The program includes a $3 billion Jobs and Infrastructure Acceleration Fund, announced as part of the NSW Government’s plan for economic recovery from the Covid pandemic economic crisis.

“The strong position of the NSW state budget at the start of this crisis has allowed the government to do more than any other state government to stimulate the economy and protect local jobs and businesses,” said Kevin Conolly, Member for Riverstone.

“Our strong financial management in earlier years has meant that we can help more at this time of emergency.”
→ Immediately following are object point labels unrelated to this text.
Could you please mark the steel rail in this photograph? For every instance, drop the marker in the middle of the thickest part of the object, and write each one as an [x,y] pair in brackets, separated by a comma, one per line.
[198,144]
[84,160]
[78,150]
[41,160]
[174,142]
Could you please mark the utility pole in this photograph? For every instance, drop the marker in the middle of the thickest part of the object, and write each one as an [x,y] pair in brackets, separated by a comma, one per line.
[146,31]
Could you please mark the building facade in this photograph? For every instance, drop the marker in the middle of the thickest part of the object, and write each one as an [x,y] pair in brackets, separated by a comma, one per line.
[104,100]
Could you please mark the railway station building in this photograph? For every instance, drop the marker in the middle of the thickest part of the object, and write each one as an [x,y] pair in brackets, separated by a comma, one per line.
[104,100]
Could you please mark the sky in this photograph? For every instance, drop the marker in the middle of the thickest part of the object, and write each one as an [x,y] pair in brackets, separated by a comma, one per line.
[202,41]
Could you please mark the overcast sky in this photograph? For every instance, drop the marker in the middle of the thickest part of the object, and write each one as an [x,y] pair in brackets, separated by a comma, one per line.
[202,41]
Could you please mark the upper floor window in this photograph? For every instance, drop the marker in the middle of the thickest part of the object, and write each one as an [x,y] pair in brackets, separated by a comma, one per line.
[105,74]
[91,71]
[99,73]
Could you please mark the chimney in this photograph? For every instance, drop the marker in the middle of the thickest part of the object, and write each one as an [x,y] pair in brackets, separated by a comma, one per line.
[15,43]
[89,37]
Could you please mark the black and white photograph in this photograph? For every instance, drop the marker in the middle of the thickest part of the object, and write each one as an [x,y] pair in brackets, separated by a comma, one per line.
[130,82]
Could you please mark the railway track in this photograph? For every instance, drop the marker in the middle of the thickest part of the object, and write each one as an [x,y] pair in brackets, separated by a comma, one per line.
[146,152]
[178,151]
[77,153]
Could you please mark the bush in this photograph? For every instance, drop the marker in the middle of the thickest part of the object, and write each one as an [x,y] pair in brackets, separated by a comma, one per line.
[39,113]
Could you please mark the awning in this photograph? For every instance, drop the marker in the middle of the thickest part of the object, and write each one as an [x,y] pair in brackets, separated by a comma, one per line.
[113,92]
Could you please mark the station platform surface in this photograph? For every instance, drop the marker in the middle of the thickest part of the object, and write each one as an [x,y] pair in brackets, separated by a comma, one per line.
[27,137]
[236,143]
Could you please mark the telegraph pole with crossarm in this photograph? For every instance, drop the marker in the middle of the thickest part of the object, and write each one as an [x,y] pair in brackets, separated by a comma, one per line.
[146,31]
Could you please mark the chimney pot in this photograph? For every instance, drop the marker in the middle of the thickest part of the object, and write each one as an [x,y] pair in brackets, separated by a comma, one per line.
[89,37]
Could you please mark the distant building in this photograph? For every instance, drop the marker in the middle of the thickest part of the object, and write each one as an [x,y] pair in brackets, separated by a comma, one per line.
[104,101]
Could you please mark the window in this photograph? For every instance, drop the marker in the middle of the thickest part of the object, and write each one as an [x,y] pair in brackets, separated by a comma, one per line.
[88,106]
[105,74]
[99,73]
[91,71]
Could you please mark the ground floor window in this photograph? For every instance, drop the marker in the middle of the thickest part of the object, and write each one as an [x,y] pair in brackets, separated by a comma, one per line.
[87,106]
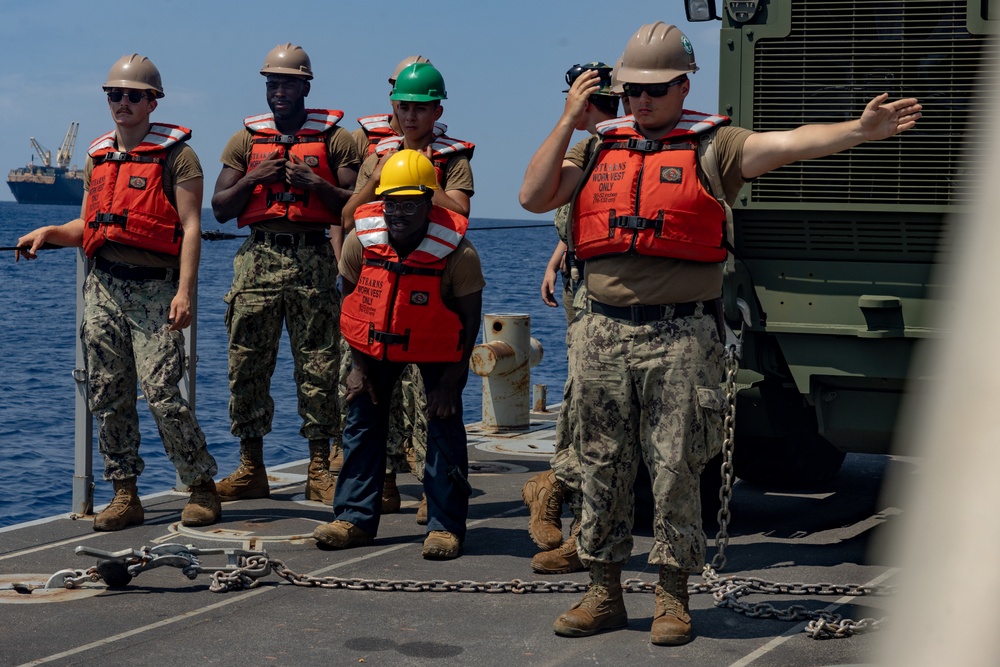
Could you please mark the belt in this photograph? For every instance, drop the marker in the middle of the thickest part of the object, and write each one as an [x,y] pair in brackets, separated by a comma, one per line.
[640,314]
[129,272]
[289,239]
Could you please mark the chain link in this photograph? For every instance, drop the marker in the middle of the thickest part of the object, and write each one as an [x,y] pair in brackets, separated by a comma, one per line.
[725,591]
[732,367]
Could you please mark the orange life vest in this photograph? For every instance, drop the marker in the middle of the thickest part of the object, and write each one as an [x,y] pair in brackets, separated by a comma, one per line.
[126,203]
[280,200]
[646,195]
[378,127]
[396,311]
[443,149]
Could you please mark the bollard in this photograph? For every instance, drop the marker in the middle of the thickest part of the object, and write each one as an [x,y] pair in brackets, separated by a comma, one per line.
[539,398]
[504,361]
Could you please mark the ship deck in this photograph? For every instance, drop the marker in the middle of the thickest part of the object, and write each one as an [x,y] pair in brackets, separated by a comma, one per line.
[161,617]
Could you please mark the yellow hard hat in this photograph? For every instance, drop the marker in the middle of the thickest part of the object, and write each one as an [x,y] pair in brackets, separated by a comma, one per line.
[137,72]
[407,172]
[287,59]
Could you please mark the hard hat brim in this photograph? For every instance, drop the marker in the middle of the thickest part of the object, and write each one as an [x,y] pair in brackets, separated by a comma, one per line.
[134,85]
[635,75]
[286,71]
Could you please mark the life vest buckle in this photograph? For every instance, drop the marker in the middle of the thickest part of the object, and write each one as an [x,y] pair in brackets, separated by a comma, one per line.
[634,222]
[643,145]
[387,338]
[109,219]
[286,198]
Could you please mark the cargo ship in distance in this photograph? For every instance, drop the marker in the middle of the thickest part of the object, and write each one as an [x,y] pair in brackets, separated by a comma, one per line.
[47,183]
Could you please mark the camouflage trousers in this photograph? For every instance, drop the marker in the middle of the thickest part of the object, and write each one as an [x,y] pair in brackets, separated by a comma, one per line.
[407,418]
[294,286]
[650,390]
[126,343]
[565,461]
[407,424]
In Riverstone electorate the 2020-21 state budget (delayed this year due to Covid) includes money for:

  • school upgrades completed during this year at Schofields PS $6.2 million, Riverbank PS $179,000, Riverstone HS $817,000 and Quakers Hill East $293,000;
  • school upgrades in planning at John Palmer PS $185,000 and Glenwood HS $190,000;
  • the planned new “Rouse Farm” primary school near Tallawong station $357,000;
  • the commuter car park at Schofields station, $8 million, where work is expected to commence in early 2021 on the 700 space “at grade” car park project within walking distance of the station;
  • the Rouse Hill hospital, $63 million, for which clinical services planning is being undertaken and for which construction of Stage 1 is due to commence by 2023;
  • air-conditioning of classrooms in several local schools  – a share of the $196 million allocated for schools across the state;
  • the Denmark Link Road project, $2 million;
  • the upgrades/extensions of Boundary Road and McCulloch Street $35 million, Hambledon Road $27 million and Veron Road $200,000;
  • Sydney Water allocations for upgrading wastewater treatment plants at Quakers Hill and Vineyard, totalling $60 million.

“While Covid has meant that any formal hospital opening has had to be deferred, it is also important to note that the massive upgrade and expansion of Blacktown-Mt Druitt Hospital funded by the state government over the last few years could not have been completed at a better time,” said Mr Conolly.

“These brand new facilities, staffed by 30% more doctors, nurses and support staff than were employed previously, have been welcomed into full service as part of the Health District’s response to the challenge of the pandemic.”